Entrambi pubblicati in Italia da Metropoli d’Asia, Claire Tham e Kim Young-Ha, sono tra gli scrittori asiatici contemporanei che maggiormente mi hanno colpito per l’originalità delle loro storie e per la capacità di riuscire, attraverso linguaggi immediati, a denunciare sistemi opprimenti e corrotti senza mai cadere nei tanti luoghi comuni a cui un’operazione del genere può portare.
Ispirato a un fatto di cronaca, il testo di Claire Tham è un sapiente atto di denuncia nei confronti di un sistema sociale, economico e politico, quello della città-Stato, ormai incapace di contenere le nuove forme di melting pot e di progresso sostenibile. Gli attori del libro, dall’alternativo vicecommissario Cheung Fai al commissario convenzionale Winston Heng, dall’esplosivo Willy Gan al crepuscolare tassista ML, sono tutti tratteggiati in modo esemplare. E, tra luci al neon che si rispecchiano nelle pozzanghere dell’alba, odori di street-food, scorci di mare, uomini soli incapaci di non ripetere uno schema quotidiano fatto di uffici cunicolari e perdite al casinò, il romanzo, con sguardo caustico sulle sfaccettature della natura umana, si sviluppa grazie a un ritmo ammaliante, fatto di armonie orientali e improvvisazioni jazz.

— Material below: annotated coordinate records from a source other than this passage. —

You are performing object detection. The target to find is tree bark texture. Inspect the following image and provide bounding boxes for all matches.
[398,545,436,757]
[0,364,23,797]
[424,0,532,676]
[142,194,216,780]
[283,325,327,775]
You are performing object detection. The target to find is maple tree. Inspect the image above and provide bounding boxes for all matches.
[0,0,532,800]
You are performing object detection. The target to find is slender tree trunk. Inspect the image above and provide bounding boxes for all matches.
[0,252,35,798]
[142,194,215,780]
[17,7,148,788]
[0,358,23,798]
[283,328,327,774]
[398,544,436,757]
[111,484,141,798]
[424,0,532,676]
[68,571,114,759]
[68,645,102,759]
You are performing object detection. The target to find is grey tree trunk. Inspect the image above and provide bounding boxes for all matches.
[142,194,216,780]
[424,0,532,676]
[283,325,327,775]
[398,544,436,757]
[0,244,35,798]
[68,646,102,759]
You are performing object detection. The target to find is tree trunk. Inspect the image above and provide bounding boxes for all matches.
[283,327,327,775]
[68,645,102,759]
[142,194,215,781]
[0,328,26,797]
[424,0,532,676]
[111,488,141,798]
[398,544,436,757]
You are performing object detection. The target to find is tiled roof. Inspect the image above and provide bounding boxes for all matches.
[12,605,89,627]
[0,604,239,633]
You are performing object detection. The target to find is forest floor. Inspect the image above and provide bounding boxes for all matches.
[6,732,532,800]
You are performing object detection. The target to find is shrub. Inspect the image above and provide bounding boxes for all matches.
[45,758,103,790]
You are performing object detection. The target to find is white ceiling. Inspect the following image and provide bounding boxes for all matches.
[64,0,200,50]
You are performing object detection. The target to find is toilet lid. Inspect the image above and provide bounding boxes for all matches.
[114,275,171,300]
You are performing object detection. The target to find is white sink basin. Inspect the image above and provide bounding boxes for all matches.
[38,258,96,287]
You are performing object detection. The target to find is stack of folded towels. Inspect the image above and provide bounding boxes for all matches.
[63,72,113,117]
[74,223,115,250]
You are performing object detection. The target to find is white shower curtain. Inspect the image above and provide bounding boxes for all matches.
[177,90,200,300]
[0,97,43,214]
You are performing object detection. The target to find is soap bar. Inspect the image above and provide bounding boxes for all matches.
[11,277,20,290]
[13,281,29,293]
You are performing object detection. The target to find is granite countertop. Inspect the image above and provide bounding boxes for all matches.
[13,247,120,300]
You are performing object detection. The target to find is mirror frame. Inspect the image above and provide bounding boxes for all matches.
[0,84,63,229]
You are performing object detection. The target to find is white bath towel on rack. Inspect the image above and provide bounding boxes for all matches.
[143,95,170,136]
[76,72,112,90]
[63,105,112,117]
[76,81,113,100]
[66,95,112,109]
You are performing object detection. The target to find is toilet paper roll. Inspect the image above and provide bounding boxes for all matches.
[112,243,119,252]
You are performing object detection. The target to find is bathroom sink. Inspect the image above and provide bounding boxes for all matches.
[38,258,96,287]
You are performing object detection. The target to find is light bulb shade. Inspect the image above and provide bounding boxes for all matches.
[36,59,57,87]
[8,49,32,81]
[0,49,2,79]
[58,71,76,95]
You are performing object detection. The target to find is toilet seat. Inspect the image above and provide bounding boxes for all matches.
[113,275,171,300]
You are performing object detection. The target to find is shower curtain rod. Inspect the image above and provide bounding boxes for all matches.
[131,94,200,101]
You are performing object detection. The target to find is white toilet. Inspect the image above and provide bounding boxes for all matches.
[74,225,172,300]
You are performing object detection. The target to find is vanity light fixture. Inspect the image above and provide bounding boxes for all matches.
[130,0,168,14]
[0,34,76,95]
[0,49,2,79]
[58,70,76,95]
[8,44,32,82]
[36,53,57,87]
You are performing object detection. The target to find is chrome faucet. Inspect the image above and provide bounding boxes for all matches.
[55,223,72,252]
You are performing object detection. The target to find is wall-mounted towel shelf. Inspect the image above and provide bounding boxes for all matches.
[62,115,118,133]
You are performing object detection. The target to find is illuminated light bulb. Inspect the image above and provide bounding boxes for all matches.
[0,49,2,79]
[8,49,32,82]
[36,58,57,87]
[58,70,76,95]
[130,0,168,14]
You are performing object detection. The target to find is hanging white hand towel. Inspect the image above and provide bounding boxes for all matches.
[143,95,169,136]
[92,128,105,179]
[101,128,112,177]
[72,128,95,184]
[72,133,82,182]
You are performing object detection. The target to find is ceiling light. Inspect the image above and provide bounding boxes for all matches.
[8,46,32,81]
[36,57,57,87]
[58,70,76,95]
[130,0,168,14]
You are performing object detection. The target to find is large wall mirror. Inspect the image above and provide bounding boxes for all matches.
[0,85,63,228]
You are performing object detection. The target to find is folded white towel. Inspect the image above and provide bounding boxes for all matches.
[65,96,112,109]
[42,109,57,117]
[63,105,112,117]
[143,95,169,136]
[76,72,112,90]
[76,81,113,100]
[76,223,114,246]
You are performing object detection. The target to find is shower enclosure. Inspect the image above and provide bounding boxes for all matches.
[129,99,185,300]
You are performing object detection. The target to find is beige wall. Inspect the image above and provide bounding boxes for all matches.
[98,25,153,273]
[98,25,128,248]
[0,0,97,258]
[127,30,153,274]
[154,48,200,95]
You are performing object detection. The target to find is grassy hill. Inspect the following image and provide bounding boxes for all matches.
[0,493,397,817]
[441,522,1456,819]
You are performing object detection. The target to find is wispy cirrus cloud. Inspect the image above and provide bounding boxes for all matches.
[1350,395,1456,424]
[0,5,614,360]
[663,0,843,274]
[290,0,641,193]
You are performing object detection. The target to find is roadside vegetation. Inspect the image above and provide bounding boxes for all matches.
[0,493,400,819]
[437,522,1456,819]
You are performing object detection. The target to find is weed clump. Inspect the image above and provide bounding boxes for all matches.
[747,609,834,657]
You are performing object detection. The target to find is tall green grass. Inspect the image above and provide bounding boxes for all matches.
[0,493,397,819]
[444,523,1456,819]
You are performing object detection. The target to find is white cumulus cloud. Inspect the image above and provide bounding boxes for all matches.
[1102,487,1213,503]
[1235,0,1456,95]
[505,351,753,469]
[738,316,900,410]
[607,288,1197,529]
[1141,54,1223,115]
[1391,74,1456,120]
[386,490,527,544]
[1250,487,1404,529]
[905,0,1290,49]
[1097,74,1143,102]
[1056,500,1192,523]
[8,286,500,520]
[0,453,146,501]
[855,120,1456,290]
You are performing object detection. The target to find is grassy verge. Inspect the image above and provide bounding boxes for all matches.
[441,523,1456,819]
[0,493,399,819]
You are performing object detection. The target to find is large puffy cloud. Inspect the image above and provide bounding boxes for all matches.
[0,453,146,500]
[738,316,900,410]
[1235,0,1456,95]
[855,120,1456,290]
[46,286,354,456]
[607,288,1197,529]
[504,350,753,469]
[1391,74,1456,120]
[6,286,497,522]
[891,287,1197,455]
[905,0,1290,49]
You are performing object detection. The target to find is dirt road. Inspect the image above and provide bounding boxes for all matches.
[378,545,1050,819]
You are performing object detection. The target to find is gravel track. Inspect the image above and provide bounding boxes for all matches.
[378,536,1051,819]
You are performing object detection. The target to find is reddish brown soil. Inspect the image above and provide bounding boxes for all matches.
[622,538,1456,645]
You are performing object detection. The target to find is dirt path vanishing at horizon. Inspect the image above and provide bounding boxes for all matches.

Kim è ormai un anziano malato di Alzheimer che cerca di aggrapparsi ai ricordi, alle sue giovanili passioni letterarie e poetiche, ai dettagli dei suoi omicidi e delle sue relazioni sociali. Vive con la figlia adottiva, che Kim pensa essere in pericolo di vita, entrata nelle ottiche omicide di un novello assassino seriale che si aggirerebbe nei paraggi. Attraverso una narrazione in prima persona, Kim Young-ha ci fa vivere le debolezze e le dimenticanze di quest’anima nera, incapace di amare, che vive un’esistenza allucinata e devastata. Fino a un finale a sorpresa che cancella ogni sicurezza a cui si era aggrappato il lettore.